Dopo aver voluto costruire un monumento di potere e amore fraterno per il defunto fratello Marco, i lavori si interrompono all’improvviso nel 1889. Schilizzi, colpito da depressione e scandali, ordina la distruzione di ogni documento personale, scomparendo infine dalla scena pubblica
Il cambiamento: da tomba privata a sacrario collettivo
Dopo un lungo periodo di abbandono, nel 1916 la demolizione venne evitata grazie a Camillo Guerra (figlio dell’architetto Alfonso), Tommaso D’Angelo e a una mobilitazione civica con figure come Diaz, D’Annunzio, Di Giacomo e la contessa Anna Martinelli. Il Comune di Napoli acquistò e trasformò il mausoleo in un sacrario militare.
Nel 1929 fu ufficialmente inaugurato come Mausoleo dei Caduti, accogliendo i resti dei Morti della Prima Guerra Mondiale, trasferiti da Poggioreale, e in seguito anche quelli della Seconda Guerra e delle Quattro Giornate di Napoli
Degrado e tentativi di recupero
Negli ultimi decenni il monumento è stato abbandonato.
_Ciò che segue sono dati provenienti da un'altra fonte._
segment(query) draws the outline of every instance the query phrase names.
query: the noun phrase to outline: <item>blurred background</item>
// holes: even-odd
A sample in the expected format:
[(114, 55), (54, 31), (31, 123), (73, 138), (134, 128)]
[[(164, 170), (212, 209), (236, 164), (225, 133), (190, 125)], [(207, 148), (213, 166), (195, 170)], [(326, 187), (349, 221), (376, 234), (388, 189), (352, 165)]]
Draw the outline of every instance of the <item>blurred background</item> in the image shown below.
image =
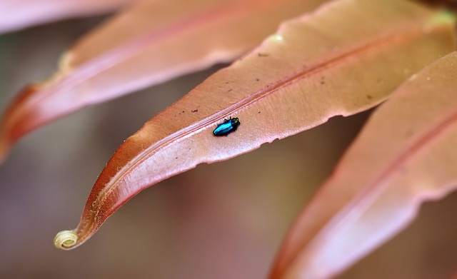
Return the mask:
[[(103, 19), (0, 35), (0, 113), (26, 83), (52, 73), (62, 52)], [(223, 66), (87, 108), (21, 140), (0, 166), (0, 278), (266, 278), (288, 227), (368, 113), (334, 118), (163, 181), (74, 250), (52, 242), (76, 227), (121, 143)], [(426, 203), (406, 230), (340, 278), (450, 278), (457, 271), (456, 212), (457, 193)]]

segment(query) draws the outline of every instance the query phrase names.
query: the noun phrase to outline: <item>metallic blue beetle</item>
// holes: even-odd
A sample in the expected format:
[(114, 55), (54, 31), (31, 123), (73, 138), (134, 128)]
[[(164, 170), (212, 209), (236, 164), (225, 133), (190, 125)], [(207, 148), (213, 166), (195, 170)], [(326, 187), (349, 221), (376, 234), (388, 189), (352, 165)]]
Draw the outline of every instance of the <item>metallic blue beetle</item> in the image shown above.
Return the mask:
[(217, 127), (213, 131), (214, 136), (228, 136), (230, 133), (236, 130), (240, 125), (240, 121), (238, 118), (232, 118), (230, 116), (230, 119), (224, 119), (224, 123), (217, 126)]

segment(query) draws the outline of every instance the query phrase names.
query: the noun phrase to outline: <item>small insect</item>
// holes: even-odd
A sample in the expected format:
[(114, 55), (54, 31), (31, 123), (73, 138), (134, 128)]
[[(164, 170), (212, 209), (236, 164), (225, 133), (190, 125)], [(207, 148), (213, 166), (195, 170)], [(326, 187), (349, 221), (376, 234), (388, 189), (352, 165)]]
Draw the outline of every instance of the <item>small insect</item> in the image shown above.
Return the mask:
[(229, 119), (224, 119), (224, 123), (217, 126), (217, 127), (213, 131), (214, 136), (228, 136), (230, 133), (236, 130), (240, 125), (240, 121), (238, 118), (232, 118), (230, 116)]

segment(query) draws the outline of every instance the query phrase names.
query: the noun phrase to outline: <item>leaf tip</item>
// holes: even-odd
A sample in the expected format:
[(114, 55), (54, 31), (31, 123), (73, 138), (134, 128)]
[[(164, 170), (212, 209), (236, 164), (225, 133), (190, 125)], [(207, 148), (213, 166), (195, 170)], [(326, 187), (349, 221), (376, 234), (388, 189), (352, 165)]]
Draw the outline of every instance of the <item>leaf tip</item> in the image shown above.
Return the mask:
[(0, 165), (4, 162), (9, 151), (9, 144), (6, 141), (6, 137), (3, 133), (0, 133)]
[(69, 250), (78, 241), (78, 235), (74, 230), (62, 230), (54, 238), (54, 246), (58, 249)]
È chiuso al pubblico almeno dal 2019 a causa di tangibili problemi strutturali e infiltrazioni, mentre un restauro (del valore stimato di 6-8 milioni di euro) è rimasto senza fondi nonostante delibere e petizioni
Nel 2024 è stata lanciata una campagna di crowdfunding per finanziare un documentario intitolato Schilizzi e la grande meraviglia
Leggende e mistero: il fantasma che ancora passeggia
Si narra che all’ora blu, poco dopo il tramonto, quando il cielo assume tonalità sospese tra luce e oscurità, il Mausoleo Schilizzi di Posillipo si animi di presenze inquietanti. Alcuni residenti di Piazza Salvatore di Giacomo raccontano di percepire passi lenti e cadenzati davanti al portale monumentale, come se qualcuno stesse salendo la scalinata invisibile agli occhi umani. Altri sostengono di aver scorto un’ombra allungarsi lungo le mura, immobile eppure viva, che scompare non appena ci si avvicina.
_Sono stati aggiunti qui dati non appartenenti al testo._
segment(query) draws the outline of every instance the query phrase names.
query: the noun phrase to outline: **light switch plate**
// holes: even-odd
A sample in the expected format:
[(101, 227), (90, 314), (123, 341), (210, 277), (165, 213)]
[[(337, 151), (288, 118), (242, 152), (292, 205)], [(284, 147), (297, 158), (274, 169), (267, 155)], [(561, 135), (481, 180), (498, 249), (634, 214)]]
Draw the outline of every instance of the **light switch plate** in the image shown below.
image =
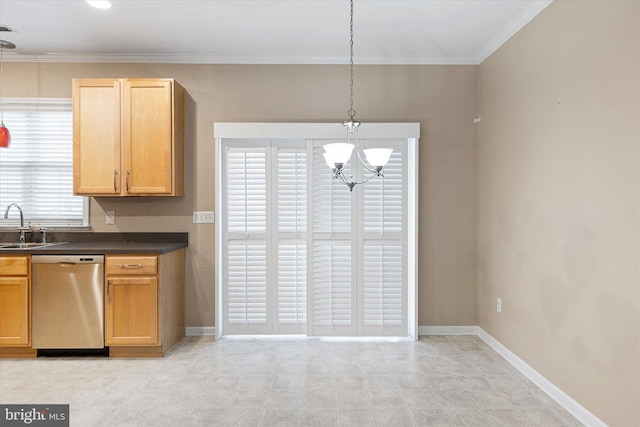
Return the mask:
[(107, 211), (106, 222), (109, 225), (113, 225), (116, 223), (116, 212), (115, 211)]
[(194, 224), (213, 224), (214, 218), (213, 211), (196, 211), (193, 213)]

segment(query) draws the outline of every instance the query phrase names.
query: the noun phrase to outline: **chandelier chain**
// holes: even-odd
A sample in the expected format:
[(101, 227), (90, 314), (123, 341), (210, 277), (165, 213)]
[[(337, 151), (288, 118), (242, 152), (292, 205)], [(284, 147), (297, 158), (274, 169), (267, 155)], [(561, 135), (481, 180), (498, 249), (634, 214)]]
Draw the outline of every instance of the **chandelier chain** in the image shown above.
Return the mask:
[(0, 123), (4, 126), (4, 81), (2, 75), (2, 64), (4, 62), (4, 43), (0, 45)]
[(353, 109), (353, 76), (354, 76), (354, 71), (353, 71), (353, 0), (350, 0), (350, 5), (351, 5), (351, 14), (350, 16), (350, 21), (349, 21), (349, 33), (350, 33), (350, 61), (349, 61), (349, 66), (350, 66), (350, 70), (351, 70), (351, 80), (349, 81), (349, 86), (351, 88), (351, 98), (349, 99), (349, 111), (347, 111), (347, 114), (349, 116), (349, 120), (350, 121), (354, 121), (354, 117), (356, 115), (356, 110)]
Le voci concordano nel riconoscere in questa figura lo spirito di Matteo Schilizzi, il banchiere livornese che commissionò la costruzione della sua tomba di famiglia e che non poté mai riposarvi. Il fantasma, secondo la tradizione popolare, tornerebbe a camminare inquieto tra le colonne a fiore di loto e il cancello decorato da simboli egizi, quasi a reclamare il sepolcro che gli fu negato.
C’è chi dice di aver avvertito un brivido gelido attraversare l’aria al calare del sole, e chi giura che un silenzio irreale avvolga l’intero parco del mausoleo quando il presunto spettro si manifesta. Questa leggenda, alimentata da generazioni di racconti popolari, contribuisce a rendere il mausoleo egizio di Napoli uno dei luoghi più enigmatici e affascinanti del quartiere Posillipo, sospeso tra storia, architettura e superstizione.